How to Install a Roof Window in a Garden Shed

A dark shed is a frustrating shed. You end up squinting at labels, knocking things over, or dragging items outside just to get a proper look at them. Adding a roof window is one of the most effective fixes, and it’s well within reach for most DIYers with basic tools and a free weekend.

You don’t need to replace the whole roof to do it. A simple glazed insert, cut into the existing roofing material, will let in far more light than a side window and won’t eat into your wall space. Let’s take a closer look at how it all works, from the first pencil mark to the final bead of sealant.

What You’ll Need Before You Start

Getting your materials together before you pick up a saw will save you a lot of back-and-forth.
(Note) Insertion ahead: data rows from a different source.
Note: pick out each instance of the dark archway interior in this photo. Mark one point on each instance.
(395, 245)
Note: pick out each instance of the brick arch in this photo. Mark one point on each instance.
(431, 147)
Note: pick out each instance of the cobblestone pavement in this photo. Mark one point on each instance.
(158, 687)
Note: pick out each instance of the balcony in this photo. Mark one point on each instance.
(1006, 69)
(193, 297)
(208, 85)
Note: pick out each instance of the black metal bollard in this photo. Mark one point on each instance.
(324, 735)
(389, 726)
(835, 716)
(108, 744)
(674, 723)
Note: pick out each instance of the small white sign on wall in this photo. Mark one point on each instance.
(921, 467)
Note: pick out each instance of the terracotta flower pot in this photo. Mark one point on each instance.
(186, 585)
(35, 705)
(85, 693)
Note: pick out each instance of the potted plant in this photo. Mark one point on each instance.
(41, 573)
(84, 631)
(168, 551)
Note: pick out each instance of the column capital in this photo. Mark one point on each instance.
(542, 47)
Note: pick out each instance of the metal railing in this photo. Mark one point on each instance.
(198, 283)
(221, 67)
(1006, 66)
You’ll need:

  • A pencil, tape measure and straightedge
  • A jigsaw or circular saw
  • Timber battens for the frame (treated softwood works well)
  • Screws, weatherproof sealant, and roofing felt tape
  • Your glazing material of choice

It’s also worth checking the pitch and condition of your shed roof. A steeper pitch will drain water more effectively, but even a shallow-pitch roof can work if you seal it properly.

What to Use for the Glazing

Your choice of glazing material makes a big difference, both to how easy the job is and how well it holds up over time.

Glass is heavy, fragile, and awkward to cut to size on a DIY basis. Acrylic scratches easily and can crack under impact. For a shed roof window, a transparent polycarbonate panel is by far the best option. Polycarbonate is more than 200 times stronger than glass, about half the weight, and it won’t shatter if a branch or tool drops onto it. It also transmits around 89% of visible light, so you’ll get a very similar result to glass without the associated risks.

You can order it cut to size, which means you can have a panel ready to drop straight in once your aperture is cut. A thickness of 4mm is usually sufficient for a fixed shed roof insert.

How to Cut the Aperture

Pick a section of roof that sits between two rafters. The gap between rafters in most garden sheds is around 400mm to 600mm, which gives you a workable opening without needing to cut through structural timber.

Mark out your rectangle with a pencil and straightedge. Drill a starter hole in each corner, then use a jigsaw to cut along your lines. Work carefully at the edges and keep the cut square. An irregular opening will make sealing harder later.

Once the section is removed, check the cut edges. If the roofing felt is torn or lifting around the hole, trim it back neatly with a craft knife before you fit the frame.

Framing the Opening

The frame has two jobs: to support the glazing panel and to give you a raised lip that keeps water out. Cut four lengths of treated timber batten to form a box around the inside of the opening, and screw them in place against the existing rafters and roof boards.

Aim for the frame to sit proud of the roofline by around 10-15mm. This creates a slight kerb that helps deflect rainwater away from the edges of the panel. If your roof is very shallow in pitch, you can increase this slightly for extra protection.

Positioning the Panel

Drop your polycarbonate panel onto the frame and check the fit before you fix anything. There should be a few millimetres of overlap on each side so the panel sits fully on the timber, not just bridging the gap. If it’s too tight, trim the panel with a fine-toothed saw or score-and-snap along the edge.

Once you’re happy with the fit, pre-drill the fixing holes to avoid cracking the sheet. Use pan-head screws with neoprene washers, which will seal around the fixing point and allow for a small amount of movement as the material expands in warm weather.

Sealing for Weather Resistance

This is the step that separates a roof window that lasts from one that leaks. Apply a bead of clear weatherproof sealant around the perimeter of the frame before you set the panel down. Once the panel is screwed in place, run a second bead along the outer edge where the panel meets the timber.

For added protection, particularly on low-pitch roofs, cover the timber frame edges with self-adhesive roofing felt tape. This will bridge the joint between the existing roofing material and the timber frame, and it’s cheap insurance against water ingress.

Leave the sealant to cure fully before you test the window with a hose. It’s much easier to spot any gaps at this point than after the first rainstorm.

Final Overview

Installing a roof window in a garden shed is a straightforward project if you plan carefully and take your time with the sealing stage. Cut between the rafters, build a simple raised frame, use polycarbonate for the glazing, and seal every joint properly. Done right, you’ll have a weathertight, light-filled shed that’s genuinely pleasant to work in.